I saw the lord low, at about my level, and seated on an easy chair. Balloons, banners, bands, and bubbles filled his temple. Surrounding him were clowns, drama groups, comedians, coffee nooks, storytellers, crowds shuffling and waving. The people all called out to one another and said, ‘Noise, noise, noise, fills the place. The whole earth must hear what a rave is going on here.’ And as the floor reverberated with the sound of the drums, the merriment, and the dancing, the temple was filled with applause. Then I stood straight and tall. I laughed and shouted, ‘I’m okay. You’re okay. …it was then that three puppets appeared, and the first cried, ‘Bloom where you are.’ And the second cried, ‘Losers can be winners.’ And the third cried, ‘Attitude has no latitude.’ Then I heard a sweet voice from the easy chair, ‘Who will go share these messages with others?’ And I felt cool and lovable and I said, ‘Sure, I’ll go. No sweat. Everybody’s aching for this word. Send me!’ The voice said to me, ‘Guard each man’s self-worth, and save each man’s pride.’ And I said, ‘For how long?’ It said, ‘Until they’ve decided how to live their own lives, until they have chosen their own values, until they have found the gloss… Good luck to you!’ And I went out feeling great.’

I don’t repeat that in order to mock modern thinking and sentiments – although such sentiments almost beg to be mocked in so many ways. I say it to remind you that the situation we face is no different really than the situation Joseph faced. The world has gone after nonsense – in the truest sense of the word – while the truth that sets men free would be kept in a dungeon if the world had its way.

Still today one will never get to the Truth by counting noses – just as one couldn’t in Egypt, for all the vaunted sophistication of its magicians and fortune tellers. One will find it by turning to the living God and listening to him.

And just as then, so now, the truth will rise up and show itself to many people, now and again, like it did to Pharaoh’s cup-bearer, but struck by it as they may be at the moment, they will forget it in due time.

But no one consults livers anymore, though millions upon millions consult the Bible; and Freud and his dreams are already passing away, while the truth as it is in Jesus Christ stand and will stand forever. In the 17th century, Voltaire said that in a hundred years the Bible would be a forgotten book. His home in Paris today belongs to the French Bible Society.

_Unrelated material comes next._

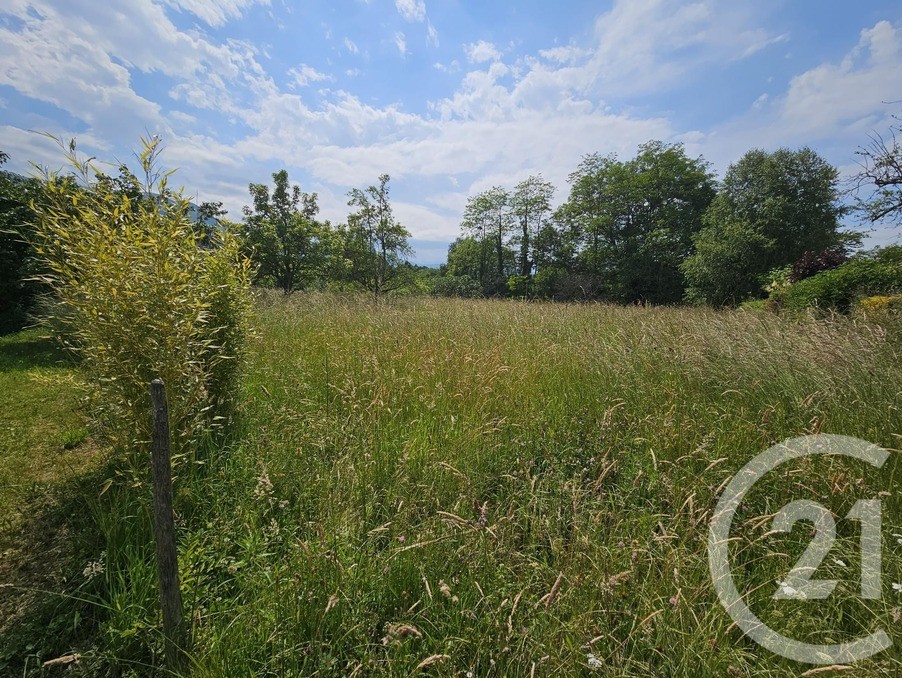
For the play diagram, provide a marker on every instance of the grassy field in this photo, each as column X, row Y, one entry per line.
column 479, row 487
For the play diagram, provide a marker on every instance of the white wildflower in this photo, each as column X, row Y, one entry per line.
column 95, row 567
column 789, row 591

And, finally, even if one didn’t know how the history of Joseph would turn out, it is not hard to see that it is better to know the truth and the God of truth in prison, than to live according to falsehoods, however impressive, in the luxury and splendor of the Pharaoh’s court.

For the fact is, my friends, things happened just as Joseph said they would. He did know the truth. And, ever since, events have unfolded just as God said they would. And the truth, as God has given it to us, has been put to the test by Christian people over thousands of years and has not been found to fail, as one after another contrary opinion has come and gone. For, it is the Truth and the Truth will always have its day. As Theodore Beza said in a letter to King Henry of France: "Sire, it belongs in truth to the Church of God, in the name of which I speak, to receive blows and to give them, but it will please your Majesty to take notice that it is an anvil which has worn out many hammers!"

Nothing is more certain than that at the very end God’s truth will still be standing, when all efforts to replace it lie in the dust.